Medical Care

New Guidelines for Using Urinary Catheters

Researchers have developed guidelines to tell doctors and nurses how to better decide which patients may benefit from a urinary catheter. The guidelines are aimed at avoiding side effects such as urinary tract infections.

The guidelines, known as the Ann Arbor Criteria for Urinary Catheter Appropriateness, were developed by researchers from the University of Michigan Medical School published in the Annals of Internal Medicine as a supplement.

Many hospitals currently use a short list of appropriate and inappropriate urinary catheter uses published by the federal Centers for Disease Control and Prevention (CDC) in 2009.

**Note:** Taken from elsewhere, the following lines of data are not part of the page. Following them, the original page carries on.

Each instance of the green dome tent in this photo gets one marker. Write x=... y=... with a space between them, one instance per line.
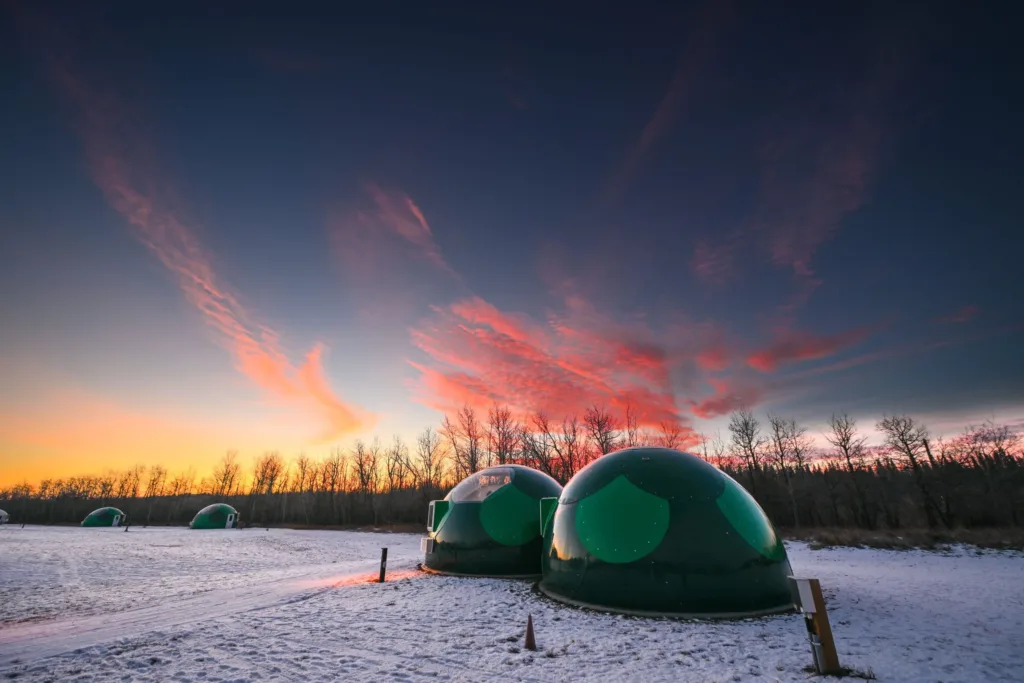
x=104 y=517
x=217 y=515
x=489 y=523
x=662 y=532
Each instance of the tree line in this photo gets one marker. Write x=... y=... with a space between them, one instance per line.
x=910 y=480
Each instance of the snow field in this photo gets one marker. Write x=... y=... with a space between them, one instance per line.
x=169 y=604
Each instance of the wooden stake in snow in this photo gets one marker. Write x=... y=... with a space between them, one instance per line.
x=808 y=599
x=530 y=643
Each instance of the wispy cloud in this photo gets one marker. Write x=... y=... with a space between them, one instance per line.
x=120 y=162
x=704 y=39
x=714 y=264
x=965 y=314
x=792 y=347
x=394 y=213
x=729 y=395
x=479 y=354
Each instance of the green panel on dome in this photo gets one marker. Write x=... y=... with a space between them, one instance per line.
x=717 y=554
x=510 y=516
x=750 y=520
x=104 y=517
x=492 y=525
x=548 y=506
x=439 y=510
x=621 y=522
x=218 y=515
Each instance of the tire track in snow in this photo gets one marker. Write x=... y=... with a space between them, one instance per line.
x=35 y=640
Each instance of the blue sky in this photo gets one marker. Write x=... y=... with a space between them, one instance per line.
x=687 y=210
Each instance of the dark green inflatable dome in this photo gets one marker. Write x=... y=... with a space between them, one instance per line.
x=660 y=531
x=104 y=517
x=489 y=524
x=218 y=515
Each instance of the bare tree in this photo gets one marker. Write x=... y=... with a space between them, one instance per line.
x=748 y=442
x=786 y=444
x=850 y=449
x=503 y=434
x=671 y=435
x=601 y=428
x=538 y=444
x=303 y=482
x=225 y=474
x=396 y=464
x=155 y=487
x=633 y=435
x=466 y=439
x=906 y=439
x=429 y=457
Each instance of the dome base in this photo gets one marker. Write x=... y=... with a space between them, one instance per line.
x=781 y=609
x=515 y=577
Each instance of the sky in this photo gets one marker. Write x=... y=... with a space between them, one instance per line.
x=291 y=227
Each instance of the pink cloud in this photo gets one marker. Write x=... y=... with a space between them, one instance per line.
x=728 y=396
x=714 y=264
x=479 y=355
x=797 y=346
x=120 y=164
x=396 y=212
x=965 y=314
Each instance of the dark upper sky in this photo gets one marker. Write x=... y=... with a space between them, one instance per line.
x=284 y=228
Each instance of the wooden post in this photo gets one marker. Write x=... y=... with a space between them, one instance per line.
x=530 y=643
x=812 y=603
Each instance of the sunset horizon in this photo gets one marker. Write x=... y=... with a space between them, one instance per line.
x=266 y=246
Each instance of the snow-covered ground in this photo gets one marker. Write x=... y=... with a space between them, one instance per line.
x=170 y=604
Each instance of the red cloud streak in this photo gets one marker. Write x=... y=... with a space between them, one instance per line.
x=482 y=355
x=118 y=162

Unlike the 2009 guidelines, the new guidelines include criteria for choosing between three urinary catheter types: indwelling Foley catheters, which continuously drain the bladder, in-and-out catheters, and external “condom” catheters for men.

It also points to when non-catheter strategies may be better, and addresses common and practical bedside challenges that arise, such as managing incontinence in patients who are very difficult to turn.

“In general, because urinary catheters increase the patient’s risk of infection and other complications such as pain and scarring of the urinary tract, they should only be used when teams have no other way to assess a patient’s urine or his or her fluid status,” said Jennifer Meddings, M.D., M.Sc., lead author of the paper and an assistant professor of internal medicine at the U-M Medical School.

One in five hospital patients receives a Foley catheter — but the new Ann Arbor Criteria suggest that far fewer should.

For instance, the guide says that Foley catheters should not be placed routinely for all intensive care unit patients. Although many ICU patients need hourly urine volume measurement, which requires an indwelling catheter like a Foley, other patients could be managed with a different strategy. Or they could at least have the catheter removed sooner in their ICU stay.

Each day of catheterization increases the risk of complications. So even one day less of catheter use could make the difference in protecting a patient against infection – especially because many UTIs acquired during hospitalization are resistant to antibiotics, according to a news release from the U-M Medical School..

“Reducing the use of catheters, and the UTIs, bloodstream infections and urological emergencies that can arise from their use, could reduce hospital costs,” said co-author and longtime urinary catheter researcher Sanjay Saint, M.D., M.P.H., Chief of Medicine at the VA Ann Arbor Healthcare System and the George Dock professor of internal medicine at the U-M Medical School.